I tend to associate the pleasurable feeling with familiarity. You are comfortable in a way, but enjoyment is a step into the unknown and you look back and remember it as something that was new and has changed you.

 

When making games, we are trying to utilise both pleasure and enjoyment. We try to create a basic loop of gameplay; the standard ways in which someone plays the game. This creates the feeling of familiarity throughout, so that person becomes comfortable. For example, in an action adventure game, there is a common loop of movement, taking cover, aiming, shooting, movement. The game will then throw unexpected things in your face. These require additional engagement, but once done you get that raw feeling of accomplishment.

 

So thinking back to the original idea… Does this keep a player in flow and enjoying the game for its own sake? Not necessarily. If it was that simple then all games would engage all players regardless of how they are put together.

 

In my own opinion, the key is the overall arc of gameplay. You’ll find yourself replaying your favourite games over and over. These are the games that keep you in flow. You’ll remember each section and what comes next as you play through. You may dip in an out of specific sections or chapters.

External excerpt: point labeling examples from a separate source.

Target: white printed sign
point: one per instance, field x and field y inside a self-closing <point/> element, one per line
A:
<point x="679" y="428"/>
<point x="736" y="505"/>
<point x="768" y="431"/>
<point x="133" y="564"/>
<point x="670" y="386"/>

Stop and think, you are engaged in this game as a whole. You’re not just trying to get to end credits.

 

The game is keeping you in flow with an intricate balancing of pleasurable standard gameplay, and new and ‘attention grabbing’ events, even if you already expect them to occur, the most effective ones will still bring forward that sense of achievement.

 

Every aspect of a game contributes to this. The core gameplay, environment, story, art style and level design in particular. Flower by ThatGameCompany is a great example of an experimental game which has looked into keeping the player in that state of flow. A must play for anyone interested in this idea.

 

Game design is still very vague as a discipline in the industry to this day. It is about the minutiae, and I don’t believe it should be considered as too much of a science. Nevertheless, through a lot of trial and error, tweaks, and more importantly through observing emotions of players trying out your game, you can judge (at least roughly) how well your masterpiece keeps the audience in flow.